Action on Risk: Update and Document

A.

When an action is taken on a risk, it means that the project team is trying to manage the risk in some way. There are four common ways to manage risks: mitigating, accepting, avoiding, and exploiting.

A. Mitigating risk means taking actions to reduce the probability or impact of a risk. For example, if the risk is that a critical team member might leave the project, the project team might cross-train other team members to take over that person's responsibilities. When a risk is mitigated, the risk register should be updated to reflect the new risk score and any new mitigation strategies that have been put in place.

B. Accepting risk means that the project team has decided not to take any action to manage the risk. This might be because the risk is considered low probability or impact, or because the cost of managing the risk outweighs the potential benefit. When a risk is accepted, the risk review document should be updated to reflect this decision.

C. Avoiding risk means taking actions to eliminate the risk altogether. For example, if the risk is that the project will not meet its deadline because of a dependency on a vendor, the project team might decide to find an alternative vendor or to bring the work in-house.

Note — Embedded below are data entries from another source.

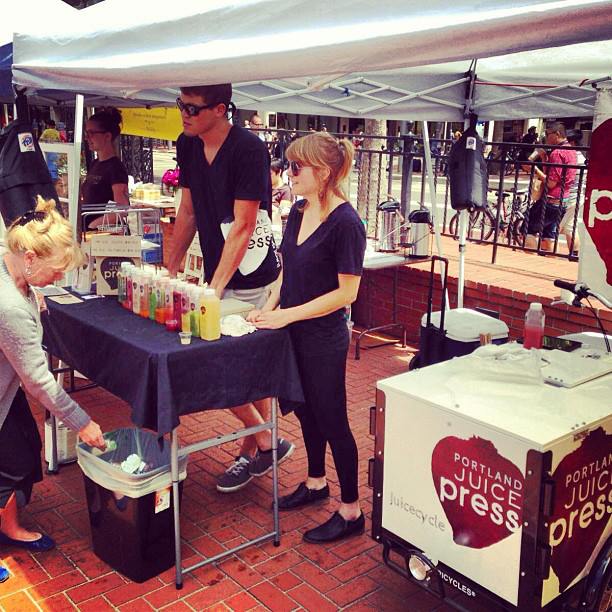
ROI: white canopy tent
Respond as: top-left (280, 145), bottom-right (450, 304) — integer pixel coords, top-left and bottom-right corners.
top-left (13, 0), bottom-right (612, 301)
top-left (8, 0), bottom-right (612, 121)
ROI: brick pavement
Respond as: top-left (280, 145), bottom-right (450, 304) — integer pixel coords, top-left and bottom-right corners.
top-left (0, 346), bottom-right (460, 612)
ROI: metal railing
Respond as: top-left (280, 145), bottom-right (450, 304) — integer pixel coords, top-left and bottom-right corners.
top-left (254, 130), bottom-right (588, 263)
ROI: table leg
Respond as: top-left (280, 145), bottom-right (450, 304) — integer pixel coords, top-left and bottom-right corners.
top-left (47, 414), bottom-right (61, 474)
top-left (170, 427), bottom-right (183, 589)
top-left (271, 397), bottom-right (280, 546)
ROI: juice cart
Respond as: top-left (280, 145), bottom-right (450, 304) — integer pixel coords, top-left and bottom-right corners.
top-left (370, 345), bottom-right (612, 612)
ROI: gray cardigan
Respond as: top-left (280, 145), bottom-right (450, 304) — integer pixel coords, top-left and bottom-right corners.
top-left (0, 249), bottom-right (91, 431)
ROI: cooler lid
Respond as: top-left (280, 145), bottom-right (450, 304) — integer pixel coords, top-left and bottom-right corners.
top-left (421, 308), bottom-right (508, 342)
top-left (376, 354), bottom-right (612, 450)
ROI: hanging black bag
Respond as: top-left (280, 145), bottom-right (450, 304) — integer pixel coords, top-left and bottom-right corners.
top-left (0, 121), bottom-right (60, 227)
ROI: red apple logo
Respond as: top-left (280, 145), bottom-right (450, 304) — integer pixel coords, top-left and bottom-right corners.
top-left (583, 119), bottom-right (612, 285)
top-left (431, 436), bottom-right (525, 548)
top-left (549, 427), bottom-right (612, 593)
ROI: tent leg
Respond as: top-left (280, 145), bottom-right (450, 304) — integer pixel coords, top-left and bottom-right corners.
top-left (457, 210), bottom-right (468, 308)
top-left (68, 94), bottom-right (84, 235)
top-left (423, 121), bottom-right (444, 262)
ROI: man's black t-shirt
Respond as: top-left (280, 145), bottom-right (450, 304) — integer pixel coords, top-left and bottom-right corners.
top-left (280, 202), bottom-right (366, 350)
top-left (176, 126), bottom-right (280, 289)
top-left (82, 157), bottom-right (128, 204)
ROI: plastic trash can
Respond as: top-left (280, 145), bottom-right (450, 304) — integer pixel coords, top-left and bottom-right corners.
top-left (77, 429), bottom-right (187, 582)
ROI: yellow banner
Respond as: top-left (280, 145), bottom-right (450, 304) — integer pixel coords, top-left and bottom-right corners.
top-left (120, 108), bottom-right (183, 140)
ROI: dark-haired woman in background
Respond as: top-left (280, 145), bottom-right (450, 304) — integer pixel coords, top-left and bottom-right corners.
top-left (81, 107), bottom-right (130, 229)
top-left (248, 132), bottom-right (366, 543)
top-left (270, 159), bottom-right (293, 225)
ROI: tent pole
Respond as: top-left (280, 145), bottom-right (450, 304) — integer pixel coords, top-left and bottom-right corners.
top-left (68, 94), bottom-right (84, 235)
top-left (423, 121), bottom-right (443, 260)
top-left (578, 79), bottom-right (612, 299)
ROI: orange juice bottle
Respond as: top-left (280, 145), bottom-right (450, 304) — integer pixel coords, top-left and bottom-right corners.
top-left (200, 288), bottom-right (221, 340)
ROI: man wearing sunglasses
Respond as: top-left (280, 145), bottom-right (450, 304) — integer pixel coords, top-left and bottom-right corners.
top-left (168, 83), bottom-right (294, 493)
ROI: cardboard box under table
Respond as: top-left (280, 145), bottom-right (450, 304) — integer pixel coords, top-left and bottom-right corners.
top-left (370, 345), bottom-right (612, 612)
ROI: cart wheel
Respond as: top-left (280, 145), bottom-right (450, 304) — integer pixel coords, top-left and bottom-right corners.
top-left (408, 353), bottom-right (421, 372)
top-left (583, 538), bottom-right (612, 612)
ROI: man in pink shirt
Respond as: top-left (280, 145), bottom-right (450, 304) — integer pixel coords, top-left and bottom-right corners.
top-left (525, 121), bottom-right (577, 251)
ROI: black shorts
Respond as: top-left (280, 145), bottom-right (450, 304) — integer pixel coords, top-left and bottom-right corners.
top-left (527, 200), bottom-right (565, 240)
top-left (0, 388), bottom-right (42, 508)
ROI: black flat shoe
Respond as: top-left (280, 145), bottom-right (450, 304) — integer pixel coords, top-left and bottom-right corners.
top-left (304, 512), bottom-right (365, 544)
top-left (278, 482), bottom-right (329, 510)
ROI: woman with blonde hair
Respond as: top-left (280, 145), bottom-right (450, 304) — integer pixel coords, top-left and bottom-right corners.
top-left (0, 197), bottom-right (105, 564)
top-left (249, 132), bottom-right (366, 543)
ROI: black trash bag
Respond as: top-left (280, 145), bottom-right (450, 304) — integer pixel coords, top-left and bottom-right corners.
top-left (448, 127), bottom-right (489, 210)
top-left (0, 121), bottom-right (61, 227)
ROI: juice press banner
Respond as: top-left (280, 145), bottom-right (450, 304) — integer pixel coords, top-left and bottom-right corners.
top-left (431, 436), bottom-right (525, 548)
top-left (549, 427), bottom-right (612, 593)
top-left (381, 388), bottom-right (530, 607)
top-left (120, 107), bottom-right (183, 140)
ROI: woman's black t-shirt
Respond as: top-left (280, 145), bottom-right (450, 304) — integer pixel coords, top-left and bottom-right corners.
top-left (81, 157), bottom-right (128, 229)
top-left (280, 202), bottom-right (366, 345)
top-left (82, 157), bottom-right (128, 204)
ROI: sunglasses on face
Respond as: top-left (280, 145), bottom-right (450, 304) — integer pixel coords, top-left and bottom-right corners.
top-left (289, 161), bottom-right (302, 176)
top-left (17, 210), bottom-right (47, 225)
top-left (176, 98), bottom-right (217, 117)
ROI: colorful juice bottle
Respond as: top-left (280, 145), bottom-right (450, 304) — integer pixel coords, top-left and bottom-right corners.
top-left (132, 268), bottom-right (142, 314)
top-left (180, 283), bottom-right (191, 331)
top-left (200, 288), bottom-right (221, 340)
top-left (149, 274), bottom-right (159, 321)
top-left (523, 302), bottom-right (545, 348)
top-left (164, 278), bottom-right (176, 320)
top-left (189, 286), bottom-right (202, 338)
top-left (139, 272), bottom-right (151, 319)
top-left (124, 264), bottom-right (136, 310)
top-left (117, 262), bottom-right (125, 305)
top-left (172, 281), bottom-right (182, 323)
top-left (155, 276), bottom-right (168, 325)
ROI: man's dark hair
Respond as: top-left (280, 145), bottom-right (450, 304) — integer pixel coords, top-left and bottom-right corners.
top-left (270, 158), bottom-right (284, 174)
top-left (566, 130), bottom-right (582, 147)
top-left (181, 83), bottom-right (232, 109)
top-left (546, 121), bottom-right (565, 137)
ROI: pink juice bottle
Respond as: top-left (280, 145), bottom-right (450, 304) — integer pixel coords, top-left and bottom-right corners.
top-left (523, 302), bottom-right (544, 349)
top-left (178, 283), bottom-right (191, 331)
top-left (172, 281), bottom-right (183, 324)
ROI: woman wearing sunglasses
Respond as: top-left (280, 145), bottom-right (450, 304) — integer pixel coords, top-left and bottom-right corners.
top-left (0, 198), bottom-right (105, 560)
top-left (249, 132), bottom-right (366, 543)
top-left (81, 107), bottom-right (130, 230)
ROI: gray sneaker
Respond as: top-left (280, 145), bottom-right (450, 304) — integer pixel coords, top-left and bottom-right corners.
top-left (217, 455), bottom-right (254, 493)
top-left (249, 438), bottom-right (295, 476)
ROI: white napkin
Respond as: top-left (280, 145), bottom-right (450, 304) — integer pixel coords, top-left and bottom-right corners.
top-left (221, 315), bottom-right (257, 338)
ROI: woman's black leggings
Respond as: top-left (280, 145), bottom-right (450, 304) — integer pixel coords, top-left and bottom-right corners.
top-left (294, 342), bottom-right (359, 504)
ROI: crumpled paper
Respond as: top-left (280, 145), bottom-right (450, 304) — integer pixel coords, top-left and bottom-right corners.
top-left (121, 453), bottom-right (145, 474)
top-left (221, 315), bottom-right (257, 338)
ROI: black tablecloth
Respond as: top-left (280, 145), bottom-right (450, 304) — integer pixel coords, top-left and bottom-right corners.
top-left (43, 298), bottom-right (303, 434)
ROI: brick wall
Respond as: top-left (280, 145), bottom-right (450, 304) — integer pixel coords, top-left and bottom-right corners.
top-left (352, 266), bottom-right (612, 343)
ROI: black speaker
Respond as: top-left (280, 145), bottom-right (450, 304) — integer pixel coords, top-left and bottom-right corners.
top-left (448, 127), bottom-right (489, 210)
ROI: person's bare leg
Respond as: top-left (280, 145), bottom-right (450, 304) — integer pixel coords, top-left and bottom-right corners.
top-left (239, 398), bottom-right (272, 457)
top-left (231, 404), bottom-right (272, 457)
top-left (0, 493), bottom-right (42, 542)
top-left (525, 234), bottom-right (538, 249)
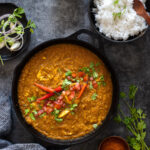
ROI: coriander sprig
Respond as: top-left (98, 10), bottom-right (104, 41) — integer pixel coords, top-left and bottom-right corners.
top-left (115, 85), bottom-right (150, 150)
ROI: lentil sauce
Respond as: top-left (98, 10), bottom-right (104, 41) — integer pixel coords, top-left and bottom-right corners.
top-left (18, 44), bottom-right (113, 140)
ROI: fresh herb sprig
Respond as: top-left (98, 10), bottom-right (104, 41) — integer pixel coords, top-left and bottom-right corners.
top-left (0, 7), bottom-right (36, 65)
top-left (115, 85), bottom-right (150, 150)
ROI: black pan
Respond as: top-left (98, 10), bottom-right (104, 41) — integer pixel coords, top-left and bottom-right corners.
top-left (12, 29), bottom-right (119, 146)
top-left (0, 3), bottom-right (31, 60)
top-left (88, 0), bottom-right (150, 43)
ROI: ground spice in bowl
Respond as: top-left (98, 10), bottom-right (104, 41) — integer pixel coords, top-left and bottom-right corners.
top-left (99, 136), bottom-right (130, 150)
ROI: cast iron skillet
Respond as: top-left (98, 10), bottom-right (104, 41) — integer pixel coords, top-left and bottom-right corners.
top-left (0, 3), bottom-right (31, 60)
top-left (12, 29), bottom-right (119, 146)
top-left (88, 0), bottom-right (150, 43)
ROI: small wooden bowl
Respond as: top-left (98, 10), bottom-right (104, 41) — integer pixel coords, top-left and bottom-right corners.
top-left (98, 136), bottom-right (130, 150)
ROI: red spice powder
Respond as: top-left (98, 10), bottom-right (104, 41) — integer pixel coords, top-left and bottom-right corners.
top-left (100, 138), bottom-right (128, 150)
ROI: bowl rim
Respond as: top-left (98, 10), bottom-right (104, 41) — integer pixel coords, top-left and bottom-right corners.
top-left (88, 0), bottom-right (149, 43)
top-left (98, 136), bottom-right (130, 150)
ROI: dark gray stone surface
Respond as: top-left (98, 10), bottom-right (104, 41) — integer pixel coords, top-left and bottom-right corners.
top-left (0, 0), bottom-right (150, 150)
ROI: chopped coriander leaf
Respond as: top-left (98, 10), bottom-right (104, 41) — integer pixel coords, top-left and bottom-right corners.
top-left (30, 104), bottom-right (33, 108)
top-left (100, 75), bottom-right (104, 81)
top-left (62, 79), bottom-right (72, 88)
top-left (70, 104), bottom-right (78, 111)
top-left (114, 0), bottom-right (119, 5)
top-left (25, 109), bottom-right (30, 115)
top-left (55, 117), bottom-right (63, 122)
top-left (93, 71), bottom-right (98, 78)
top-left (129, 85), bottom-right (138, 99)
top-left (65, 70), bottom-right (72, 76)
top-left (39, 105), bottom-right (42, 109)
top-left (27, 96), bottom-right (36, 102)
top-left (32, 110), bottom-right (37, 115)
top-left (49, 96), bottom-right (56, 101)
top-left (95, 62), bottom-right (101, 67)
top-left (0, 55), bottom-right (4, 66)
top-left (81, 67), bottom-right (90, 73)
top-left (0, 36), bottom-right (4, 43)
top-left (120, 92), bottom-right (126, 98)
top-left (39, 113), bottom-right (46, 118)
top-left (91, 93), bottom-right (97, 100)
top-left (90, 62), bottom-right (94, 69)
top-left (71, 111), bottom-right (75, 115)
top-left (97, 82), bottom-right (101, 87)
top-left (102, 81), bottom-right (106, 86)
top-left (89, 81), bottom-right (93, 89)
top-left (80, 78), bottom-right (83, 81)
top-left (93, 123), bottom-right (98, 129)
top-left (13, 7), bottom-right (24, 18)
top-left (113, 12), bottom-right (122, 20)
top-left (52, 109), bottom-right (60, 117)
top-left (58, 68), bottom-right (61, 72)
top-left (29, 113), bottom-right (35, 120)
top-left (77, 80), bottom-right (80, 83)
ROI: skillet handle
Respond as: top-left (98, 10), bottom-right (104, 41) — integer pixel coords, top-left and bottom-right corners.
top-left (67, 29), bottom-right (105, 56)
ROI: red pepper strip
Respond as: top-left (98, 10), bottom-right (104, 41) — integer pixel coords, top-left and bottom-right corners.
top-left (54, 86), bottom-right (62, 92)
top-left (77, 83), bottom-right (87, 99)
top-left (37, 93), bottom-right (54, 101)
top-left (34, 83), bottom-right (62, 93)
top-left (34, 83), bottom-right (54, 93)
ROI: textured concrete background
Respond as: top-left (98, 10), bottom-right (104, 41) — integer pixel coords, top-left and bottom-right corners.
top-left (0, 0), bottom-right (150, 150)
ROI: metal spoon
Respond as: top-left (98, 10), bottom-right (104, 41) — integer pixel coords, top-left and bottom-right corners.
top-left (133, 0), bottom-right (150, 25)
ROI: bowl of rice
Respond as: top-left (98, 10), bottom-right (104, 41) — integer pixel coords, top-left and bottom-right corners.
top-left (89, 0), bottom-right (150, 42)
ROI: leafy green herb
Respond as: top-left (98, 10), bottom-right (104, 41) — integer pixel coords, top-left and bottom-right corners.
top-left (95, 62), bottom-right (101, 67)
top-left (70, 104), bottom-right (78, 111)
top-left (115, 85), bottom-right (150, 150)
top-left (49, 96), bottom-right (56, 101)
top-left (25, 109), bottom-right (30, 115)
top-left (52, 109), bottom-right (63, 122)
top-left (91, 93), bottom-right (97, 100)
top-left (102, 81), bottom-right (106, 86)
top-left (39, 112), bottom-right (46, 118)
top-left (120, 92), bottom-right (126, 98)
top-left (80, 67), bottom-right (90, 73)
top-left (0, 55), bottom-right (4, 66)
top-left (58, 68), bottom-right (61, 72)
top-left (15, 25), bottom-right (24, 34)
top-left (65, 70), bottom-right (72, 76)
top-left (27, 96), bottom-right (36, 102)
top-left (90, 62), bottom-right (94, 69)
top-left (29, 113), bottom-right (35, 120)
top-left (93, 71), bottom-right (98, 78)
top-left (13, 7), bottom-right (24, 18)
top-left (71, 111), bottom-right (75, 115)
top-left (32, 110), bottom-right (37, 115)
top-left (89, 81), bottom-right (93, 89)
top-left (55, 118), bottom-right (63, 122)
top-left (100, 75), bottom-right (104, 81)
top-left (25, 20), bottom-right (36, 33)
top-left (129, 85), bottom-right (138, 99)
top-left (62, 79), bottom-right (72, 88)
top-left (97, 82), bottom-right (101, 87)
top-left (113, 12), bottom-right (122, 20)
top-left (114, 0), bottom-right (119, 5)
top-left (93, 123), bottom-right (98, 129)
top-left (0, 20), bottom-right (5, 29)
top-left (30, 104), bottom-right (33, 109)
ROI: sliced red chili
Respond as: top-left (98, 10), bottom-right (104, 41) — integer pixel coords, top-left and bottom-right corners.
top-left (83, 74), bottom-right (89, 81)
top-left (78, 71), bottom-right (85, 77)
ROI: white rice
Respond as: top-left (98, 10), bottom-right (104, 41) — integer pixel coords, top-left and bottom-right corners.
top-left (93, 0), bottom-right (148, 40)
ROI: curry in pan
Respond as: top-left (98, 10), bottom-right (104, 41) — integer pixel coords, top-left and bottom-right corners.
top-left (18, 44), bottom-right (113, 140)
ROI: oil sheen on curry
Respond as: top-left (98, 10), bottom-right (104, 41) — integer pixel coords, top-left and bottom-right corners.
top-left (18, 44), bottom-right (113, 140)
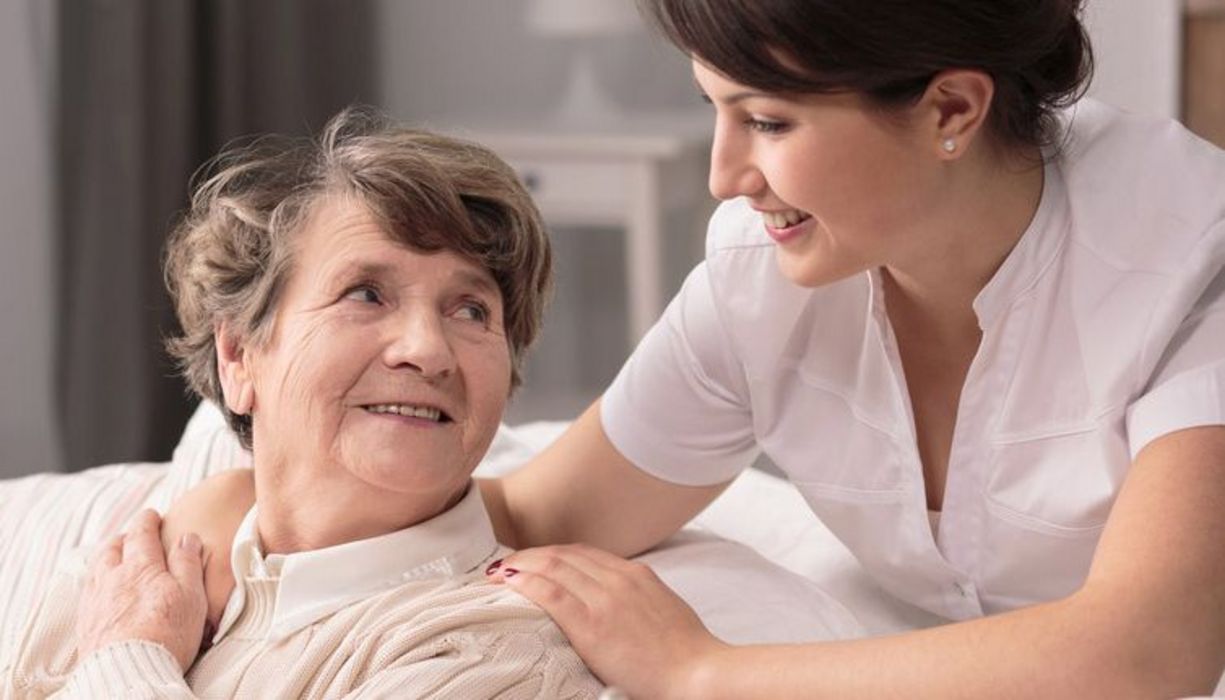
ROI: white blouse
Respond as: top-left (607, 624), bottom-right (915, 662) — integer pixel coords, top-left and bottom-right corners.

When a risk is avoided, the risk review document should be updated to reflect this decision.

D. Exploiting risk means taking actions to increase the probability or impact of a positive risk. Positive risks are also called opportunities. For example, if the risk is that the project might finish ahead of schedule because of a streamlined process, the project team might take actions to optimize that process even further. When a positive risk is exploited, the risk register should be updated to reflect the new risk score and any new exploitation strategies that have been put in place.

In summary, when an action is taken on a risk, it is important to update the appropriate risk management document to reflect the decision and any new strategies that have been put in place. If the risk is mitigated or exploited, the risk register should be updated. If the risk is accepted or avoided, the risk review document should be updated.